A wide variety of compounds is known to the are to prevent hydrohalogenation reactions catalyzed by aluminum halides. These aluminum salts, due to their extreme reactivity, readily interact with and are destroyed by virtually any organic compound that contains a functional group. For example, U.S. Pat. No. 3,976,705 teaches the use of such diverse compounds as alcohols, aldehydes, organic acids, nitro-organic compounds, ketones, alkoxides, ammonia and hydrazine and additionally amines, amides, nitriles, thiols, sulfonic acids, phenols, esters, glycols and the like for preventing undesirable aluminum halide catalyzed hydrohalogenations. Aluminum halides also rapidly interact with a vast number of inorganic compounds. Since aluminum reacts, often violently, with and is severely corroded by hydrogen chloride and chlorinated hydrocarbons, even at low temperatures, it is not suitable as a metal for construction of processing equipment such as tanks, stills, heat exchangers, etc. which are exposed to these materials.
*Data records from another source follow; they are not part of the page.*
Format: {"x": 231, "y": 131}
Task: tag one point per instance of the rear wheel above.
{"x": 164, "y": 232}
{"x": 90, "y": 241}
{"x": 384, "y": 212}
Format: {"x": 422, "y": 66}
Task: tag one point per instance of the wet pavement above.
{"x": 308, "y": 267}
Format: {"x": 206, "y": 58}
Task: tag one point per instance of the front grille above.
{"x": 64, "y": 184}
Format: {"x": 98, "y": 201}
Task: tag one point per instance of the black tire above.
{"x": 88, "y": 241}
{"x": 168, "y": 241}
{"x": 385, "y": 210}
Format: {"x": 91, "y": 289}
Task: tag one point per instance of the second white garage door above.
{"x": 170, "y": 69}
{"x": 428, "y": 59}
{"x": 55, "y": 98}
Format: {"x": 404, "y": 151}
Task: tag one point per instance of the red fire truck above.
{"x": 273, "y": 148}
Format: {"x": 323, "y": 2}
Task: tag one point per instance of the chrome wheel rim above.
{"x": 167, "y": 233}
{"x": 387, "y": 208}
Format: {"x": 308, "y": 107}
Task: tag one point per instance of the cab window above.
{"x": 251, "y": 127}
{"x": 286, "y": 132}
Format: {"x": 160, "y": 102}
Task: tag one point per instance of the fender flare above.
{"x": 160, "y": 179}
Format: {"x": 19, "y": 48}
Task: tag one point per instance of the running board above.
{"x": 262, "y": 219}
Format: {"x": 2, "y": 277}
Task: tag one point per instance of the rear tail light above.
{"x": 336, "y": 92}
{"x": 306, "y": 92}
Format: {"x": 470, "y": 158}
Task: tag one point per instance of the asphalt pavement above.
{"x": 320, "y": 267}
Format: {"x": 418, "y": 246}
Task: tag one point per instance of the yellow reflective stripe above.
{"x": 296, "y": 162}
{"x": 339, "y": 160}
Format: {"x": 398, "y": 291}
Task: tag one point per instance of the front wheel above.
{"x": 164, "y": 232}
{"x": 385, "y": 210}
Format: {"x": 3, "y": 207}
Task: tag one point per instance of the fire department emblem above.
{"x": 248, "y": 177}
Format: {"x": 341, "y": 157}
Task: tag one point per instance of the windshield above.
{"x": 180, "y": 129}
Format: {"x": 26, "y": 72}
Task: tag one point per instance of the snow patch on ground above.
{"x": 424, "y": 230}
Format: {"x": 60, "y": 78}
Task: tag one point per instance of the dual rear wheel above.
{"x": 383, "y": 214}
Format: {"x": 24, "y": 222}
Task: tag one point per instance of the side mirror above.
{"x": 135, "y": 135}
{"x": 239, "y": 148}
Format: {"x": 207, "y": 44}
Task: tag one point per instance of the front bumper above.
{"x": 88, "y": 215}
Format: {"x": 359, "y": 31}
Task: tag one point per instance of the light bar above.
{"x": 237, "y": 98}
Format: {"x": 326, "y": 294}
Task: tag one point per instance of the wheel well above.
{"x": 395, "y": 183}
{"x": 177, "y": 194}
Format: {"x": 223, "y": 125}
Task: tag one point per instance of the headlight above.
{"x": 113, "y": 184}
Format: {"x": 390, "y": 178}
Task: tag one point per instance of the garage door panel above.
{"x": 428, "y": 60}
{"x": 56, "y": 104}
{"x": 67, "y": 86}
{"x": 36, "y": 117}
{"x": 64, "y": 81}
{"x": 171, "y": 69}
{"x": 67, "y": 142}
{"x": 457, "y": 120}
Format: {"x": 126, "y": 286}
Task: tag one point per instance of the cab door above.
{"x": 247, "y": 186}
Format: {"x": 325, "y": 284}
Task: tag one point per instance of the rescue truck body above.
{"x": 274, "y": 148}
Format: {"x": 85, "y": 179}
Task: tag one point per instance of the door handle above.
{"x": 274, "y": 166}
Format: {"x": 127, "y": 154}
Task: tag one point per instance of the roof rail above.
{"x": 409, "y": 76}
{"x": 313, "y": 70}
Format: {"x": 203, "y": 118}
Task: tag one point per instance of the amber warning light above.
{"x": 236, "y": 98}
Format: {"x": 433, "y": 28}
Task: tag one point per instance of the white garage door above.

Process equipment designed for exposure to hydrogen chloride and/or chlorinated hydrocarbons is commonly fabricated from materials containing metals of the first transition series of the periodic chart, i.e., titanium, vanadium, chromium, manganese, iron, cobalt, nickel and copper. Numerous of methods are known to the art for reducing losses attributable to catalytically-induced interactions normally encountered when mixtures of hydrogen halide and olefinically unsaturated organic compounds are distilled, stored, transported, or otherwise maintained in the presence of metals of the first transition series.
In one such method the mixture is passed through water or an aqueous solution which selectively dissolves the hydrogen halide. While removal of the halide component of the mixture in this fashion is relatively simple, the step whereby anhydrous hydrogen halide is recovered from the aqueous wash solution is normally so expensive as to be economically unfeasible. In other separation methods the hydrogen halide is taken up by one or the other of a wide variety of chemicals in the form of a loose molecular adduct which is thereafter decomposed. This method, while expensive to operate due to high chemical and handling costs, is particularly effective when dealing with mixtures containing hydrogen fluoride, though it is not well adapted to the removal of the other hydrogen halides from such mixtures. The easiest method for separating the components of the mixture is by fractional distillation, the hydrogen halide usually coming off the top of the still and the unsaturated component being collected as bottoms. The drawback of this method is that whenever the separation is effected in metallic distillation columns, especially those made of a ferrous alloy, there ensues extensive hydrohalogenation of the unsaturated component of the mixture, it having been observed that this reaction is catalyzed by the salts which are formed in the column as the metal surfaces therein are attacked by acid. Even in the case of nickel-lined columns, considerable hydrohalogenation occurs once the liner has become so corroded as to give rise to the presence of appreciable amounts of nickel halide in the column.
In a somewhat different approach U.S. Pat. No. 2,615,791 discloses the use of nitriles and isonitriles to reduce the catalytically-induced reaction between hydrogen halides and olefinic compounds. While these nitriles and isonitriles are effective in controlling these reactions, they have several disadvantages in a practical application. They are highly toxic, making their handling both dangerous and expensive. They are also highly flammable and, when heated, emit toxic fumes. They can also react with steam to produce toxic vapors. A major process disadvantage of the nitriles and isonitriles is that they decompose under conditions of use to form solid hydrohalide salts. These solid salts can foul reboilers, heat exchangers, and other process equipment, resulting in expensive and time consuming plant shutdown.